Published December 15, 2010
The U.N. Security Council's decision on Wednesday to lift a trio of Saddam Hussein-era sanctions against Iraq, including a ban on acquiring weapons of mass destruction, might send shivers down the spine of anyone fearful that the country could eventually fall back into the hands of another ruthless dictator.
But U.S. officials and analysts say the council's actions reflect the progress made in Iraq and, if anything, help prevent a sequel to the Saddam era.
"This basically is a recognition by the international community of the efforts and progress that has been made in Iraq up to this point to rejoin the international community and their commitment to living within the guidelines of the international community," a State Department official told FoxNews.com.
"It's a new day for Iraq," the official said. "It obviously lifts them from the many restrictions that were there under a different era."
The council lifted sanctions that have been in place since Hussein's 1990 invasion of Kuwait. Iraq will now be able to pursue a civilian nuclear program and take control of its oil and natural gas revenue on June 30, 2011. The council also terminated all remaining activities of the controversial oil-for-food program which ran from 1996-2003 and helped ordinary Iraqis cope with sanctions.
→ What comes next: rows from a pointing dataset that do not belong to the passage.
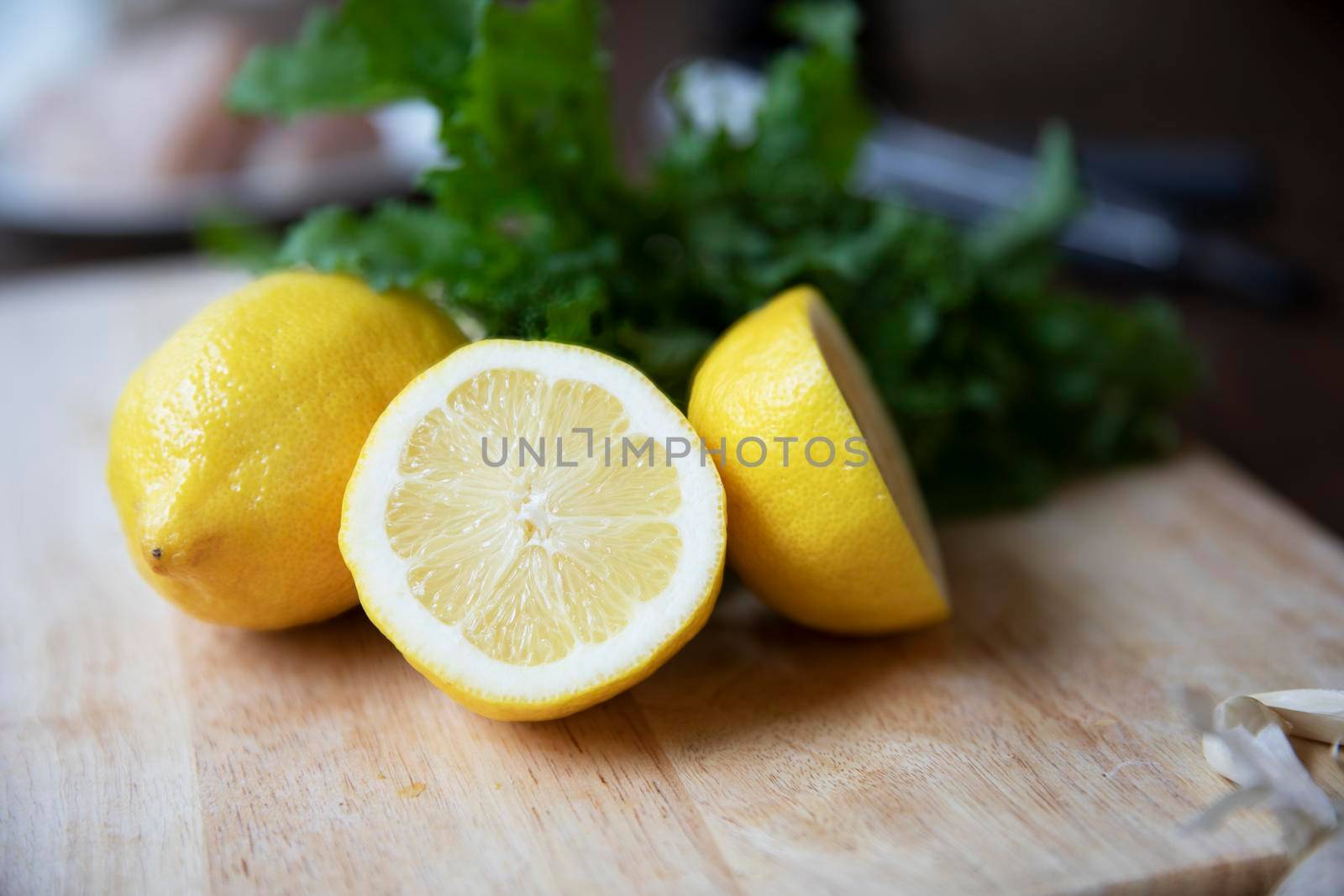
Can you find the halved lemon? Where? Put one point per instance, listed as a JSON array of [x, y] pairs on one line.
[[535, 528], [833, 532]]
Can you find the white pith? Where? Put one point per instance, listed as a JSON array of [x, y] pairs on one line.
[[441, 647]]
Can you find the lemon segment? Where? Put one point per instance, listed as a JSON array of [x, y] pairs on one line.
[[521, 531], [837, 542]]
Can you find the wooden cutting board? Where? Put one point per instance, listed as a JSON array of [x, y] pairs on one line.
[[1032, 745]]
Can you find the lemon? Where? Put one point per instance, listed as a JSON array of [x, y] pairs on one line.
[[833, 537], [232, 445], [534, 527]]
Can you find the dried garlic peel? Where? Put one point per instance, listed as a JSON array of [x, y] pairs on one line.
[[1316, 714], [1247, 741], [1236, 712]]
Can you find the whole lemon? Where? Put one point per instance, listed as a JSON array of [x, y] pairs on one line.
[[232, 445], [826, 520]]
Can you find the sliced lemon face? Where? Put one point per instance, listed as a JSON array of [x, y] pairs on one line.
[[534, 527]]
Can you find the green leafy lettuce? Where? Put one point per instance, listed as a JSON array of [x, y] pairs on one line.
[[1001, 382]]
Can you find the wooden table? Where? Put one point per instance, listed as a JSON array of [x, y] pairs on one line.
[[1032, 745]]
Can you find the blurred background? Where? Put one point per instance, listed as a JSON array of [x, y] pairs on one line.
[[1209, 130]]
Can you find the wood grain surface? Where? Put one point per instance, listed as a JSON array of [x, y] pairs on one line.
[[1034, 745]]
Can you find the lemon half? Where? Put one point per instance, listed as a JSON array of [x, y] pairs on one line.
[[827, 537], [531, 582]]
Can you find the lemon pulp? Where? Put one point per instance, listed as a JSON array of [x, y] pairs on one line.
[[517, 527]]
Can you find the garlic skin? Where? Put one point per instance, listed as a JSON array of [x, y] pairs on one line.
[[1247, 741], [1316, 714]]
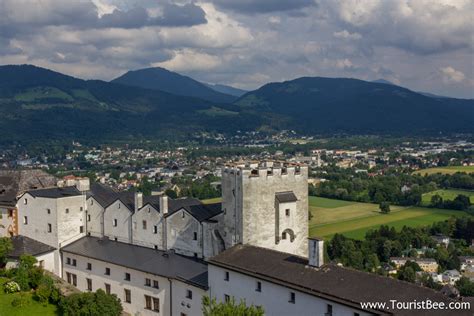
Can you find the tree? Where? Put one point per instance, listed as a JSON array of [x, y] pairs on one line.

The U.S. holds the Security Council presidency this month and pressed for adoption of the three resolutions at a high-level meeting presided over by Vice President Biden, who called the actions Wednesday an important milestone for Iraq.
"The three resolutions we've passed bring an end to the burdensome remnants of the dark era of Saddam Hussein," Biden said. "In recent years, the Iraqi people have emerged from the depths of sectarian violence and they have flatly rejected the grim future offered by extremists, and they have earned themselves a chance for much better days ahead."
The U.N.'s most powerful body voted a day after a deadlock on forming a new Iraqi government ended and a year before the United States is scheduled to pull its last troops out of the country.
Marisa Cochrane, deputy director of the Institute for the Study of War and an expert on Iraq, said the presence of the U.S. forces in Iraq and its involvement in lifting the sanctions should assuage any concerns about a setback.
She noted that Iraq's constitution bars the country from acquiring weapons of mass destruction,
"I think there is a framework within Iraq that will mitigate concerns over lifting these sanctions," she said.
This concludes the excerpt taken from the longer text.